Saturday, August 4, 2012

Library Leveling

During this past week's professional development, the subject of our classroom libraries came up several times. These libraries are an essential aspect of the reading workshop classroom.

I take a great deal of pride in my own library. I often tell my students that my book are like my children, and I expect them to treat my books with appropriate care. They usually take this charge quite seriously.

My library is voluminous and fairly quality in terms of books students want to read, but of course, it can always get better. For one, as I mentioned in an earlier post, I am working on incorporating more nonfiction.

Friday I started tackling the task of leveling my books. This does not, as one of my friends asked, mean that I stood there with a carpenter level to perfectly align my texts. Rather, through lots of googling, I'm attempting to research and assign a Fountas and Pinnell guided reading level to each of my books. I chose F & P over Lexile and DRA because frankly it's the one that makes the most sense to me. (Click here for a basic equivalency chart).

Wow, is this a big project!  I'm estimating I got through a third to half of my books in a little over four hours.  I really couldn't find any source of a comprehensive database, so for each book I ended up googling the title and "guided reading level."  Is there a better way to do this that someone can share?!

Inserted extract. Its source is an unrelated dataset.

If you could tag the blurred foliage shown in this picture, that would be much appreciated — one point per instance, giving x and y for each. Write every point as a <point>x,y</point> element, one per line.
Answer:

I'm pretty satisfied with the start I have so far.  I may just leave it at that percentage and see if I can have a former student help me with doing more at some point. 

One point that our trainer explained was that students should be able to access your library in multiple ways.  Meaning that the whole thing shouldn't be sorted by author, genre, or level.  I like that this de-emphasizes levels.  I don't ever want my students to think that they are a letter or number, rather than a real reader.  We do a lot of talk about finding "just right books," and level or Lexile is not always the best way to decide.  A motivated reader may be able to read beyond his or her skill if it's a particularly engaging text and vis versa.  This is just one more way for my kiddos to access great books and maybe try one they may not have before.  I'll let you know how it goes!
The middle and top section are sorted by author. (I love these green bins...thank you, Deals!) See the little colored dot in the upper right hand corner of the books?  That's where I'm adding the guided reading level.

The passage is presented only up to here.